American civil rights activist

Frances Mary Albrier (September 21, 1898 – August 21, 1987) was an American civil rights activist and community leader.

==Early life and education==
Albrier was born in Mount Vernon, New York in 1898, and was raised in Tuskegee, Alabama by her grandparents. She attended the Tuskegee Institute through high school. She received a B.A. from Howard University in 1920, and moved to Berkeley, California, where she attended the University of California, Berkeley. Upon graduating from the University of California, Berkeley, Albrier trained to be a nurse for two years, but struggled to find professional work following the training. This difficulty finding work led to Albrier's involvement with the UNIA, becoming a nurse for the Black Cross.

== Career ==

Undated photo of Albrier

Albrier became active in local politics in 1938 in Alameda County, California, where she was elected to serve as a Democratic Central Committeewoman. Motivated to increase the diversity in Berkeley's workforce, Albrier ran for Berkeley city council in 1939, but ultimately lost the race. Following her run for city council, she founded the East Bay Women's Welfare Club of mothers in an attempt to increase the number of Black teachers working at Berkeley schools. Albrier's involvement within the Berkeley community came from her observation that the Black taxpayers of Berkeley were not represented well enough in the city government, schools, or recreational centers.

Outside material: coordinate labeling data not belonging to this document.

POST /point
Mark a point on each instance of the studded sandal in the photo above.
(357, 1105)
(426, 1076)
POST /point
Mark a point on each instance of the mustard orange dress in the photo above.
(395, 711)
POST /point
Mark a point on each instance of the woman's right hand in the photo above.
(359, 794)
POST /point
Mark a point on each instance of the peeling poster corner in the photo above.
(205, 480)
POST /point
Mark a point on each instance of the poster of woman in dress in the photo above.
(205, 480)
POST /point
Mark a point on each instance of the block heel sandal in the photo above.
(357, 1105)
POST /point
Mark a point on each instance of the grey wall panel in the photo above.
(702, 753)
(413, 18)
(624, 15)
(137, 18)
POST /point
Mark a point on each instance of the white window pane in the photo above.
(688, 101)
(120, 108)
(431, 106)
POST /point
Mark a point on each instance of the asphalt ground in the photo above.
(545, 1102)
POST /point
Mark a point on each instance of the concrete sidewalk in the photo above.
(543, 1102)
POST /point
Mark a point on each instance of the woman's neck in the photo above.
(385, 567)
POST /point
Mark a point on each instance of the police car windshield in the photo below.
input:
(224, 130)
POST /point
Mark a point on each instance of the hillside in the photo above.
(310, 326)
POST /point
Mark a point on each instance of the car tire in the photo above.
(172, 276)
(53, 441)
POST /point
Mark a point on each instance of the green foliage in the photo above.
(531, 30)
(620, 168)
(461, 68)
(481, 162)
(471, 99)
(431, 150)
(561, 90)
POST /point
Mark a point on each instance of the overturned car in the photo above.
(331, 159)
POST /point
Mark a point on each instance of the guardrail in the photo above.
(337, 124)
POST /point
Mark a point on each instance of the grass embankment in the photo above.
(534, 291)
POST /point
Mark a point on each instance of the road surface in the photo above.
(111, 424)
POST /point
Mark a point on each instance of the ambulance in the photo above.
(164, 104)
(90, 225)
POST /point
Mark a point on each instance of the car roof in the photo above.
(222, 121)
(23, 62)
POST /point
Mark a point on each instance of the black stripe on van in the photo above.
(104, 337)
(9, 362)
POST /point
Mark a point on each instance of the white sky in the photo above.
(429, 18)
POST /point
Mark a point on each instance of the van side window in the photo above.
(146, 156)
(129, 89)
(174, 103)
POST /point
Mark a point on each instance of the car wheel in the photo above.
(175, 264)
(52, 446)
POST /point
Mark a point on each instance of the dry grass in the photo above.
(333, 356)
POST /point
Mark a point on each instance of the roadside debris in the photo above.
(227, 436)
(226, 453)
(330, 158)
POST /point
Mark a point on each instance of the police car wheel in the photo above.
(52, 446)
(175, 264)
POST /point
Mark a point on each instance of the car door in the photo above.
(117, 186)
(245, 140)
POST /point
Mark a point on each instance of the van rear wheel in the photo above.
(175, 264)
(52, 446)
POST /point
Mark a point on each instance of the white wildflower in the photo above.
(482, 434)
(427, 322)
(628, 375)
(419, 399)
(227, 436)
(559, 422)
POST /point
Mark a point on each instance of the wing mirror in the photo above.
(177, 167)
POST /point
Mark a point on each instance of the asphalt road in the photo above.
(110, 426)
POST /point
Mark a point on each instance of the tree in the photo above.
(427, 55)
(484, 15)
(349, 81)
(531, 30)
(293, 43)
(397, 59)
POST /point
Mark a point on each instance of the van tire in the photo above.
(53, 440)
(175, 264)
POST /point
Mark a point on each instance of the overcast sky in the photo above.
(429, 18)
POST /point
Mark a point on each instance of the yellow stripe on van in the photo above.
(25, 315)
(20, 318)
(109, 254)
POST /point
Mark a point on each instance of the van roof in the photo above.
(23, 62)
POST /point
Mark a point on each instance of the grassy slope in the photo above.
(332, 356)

Albrier played an important role in eliminating discrimination against hiring Black teachers in the Berkeley, California public schools.

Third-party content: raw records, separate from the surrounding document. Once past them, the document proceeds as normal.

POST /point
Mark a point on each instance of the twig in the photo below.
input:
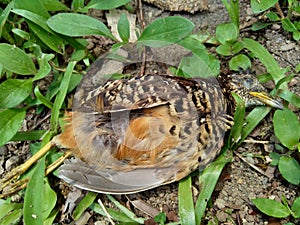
(105, 211)
(278, 8)
(251, 165)
(142, 24)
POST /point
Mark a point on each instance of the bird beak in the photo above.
(267, 100)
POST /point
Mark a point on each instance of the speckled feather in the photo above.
(134, 134)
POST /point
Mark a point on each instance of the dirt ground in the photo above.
(239, 183)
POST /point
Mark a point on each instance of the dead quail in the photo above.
(134, 134)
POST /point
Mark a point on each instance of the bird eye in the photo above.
(248, 83)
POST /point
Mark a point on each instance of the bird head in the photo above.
(248, 87)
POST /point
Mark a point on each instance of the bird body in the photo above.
(134, 134)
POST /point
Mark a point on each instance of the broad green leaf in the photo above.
(288, 25)
(207, 182)
(290, 97)
(77, 4)
(287, 127)
(16, 60)
(34, 196)
(290, 169)
(165, 31)
(42, 98)
(271, 207)
(106, 4)
(265, 57)
(51, 40)
(76, 25)
(7, 207)
(4, 14)
(51, 217)
(33, 135)
(49, 200)
(185, 202)
(124, 28)
(33, 17)
(60, 97)
(239, 61)
(10, 123)
(272, 16)
(296, 208)
(84, 204)
(14, 91)
(227, 32)
(21, 33)
(12, 218)
(54, 5)
(44, 66)
(194, 66)
(233, 9)
(34, 6)
(260, 6)
(224, 49)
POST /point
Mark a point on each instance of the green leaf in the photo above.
(116, 215)
(33, 135)
(42, 98)
(14, 91)
(271, 207)
(124, 28)
(265, 57)
(275, 158)
(106, 4)
(165, 31)
(290, 169)
(272, 16)
(252, 120)
(260, 6)
(49, 200)
(194, 66)
(34, 6)
(54, 5)
(259, 26)
(34, 196)
(16, 60)
(224, 49)
(51, 40)
(232, 7)
(288, 25)
(84, 204)
(185, 202)
(227, 32)
(60, 97)
(8, 207)
(239, 61)
(296, 208)
(290, 97)
(4, 15)
(11, 121)
(287, 127)
(12, 218)
(76, 25)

In 1942, Albrier trained as a welder, in order to contribute to the World War II war effort. Initially the Boilermakers Union was unwilling to accept her as a member, despite the fact that she completed double the amount of training hours required. However, after a lawsuit threat from Albrier and pressure from the community, the Union eventually accepted her as a member and she became the first Black woman to be hired at Kaiser Shipyards in Richmond, California. Despite her admittance into the Boilermakers Union, Albrier was transferred to an auxiliary union in Oakland, California due to the lack of a segregated Black auxiliary in Richmond.

She received the NAACP "Fight for Freedom" Award in 1954.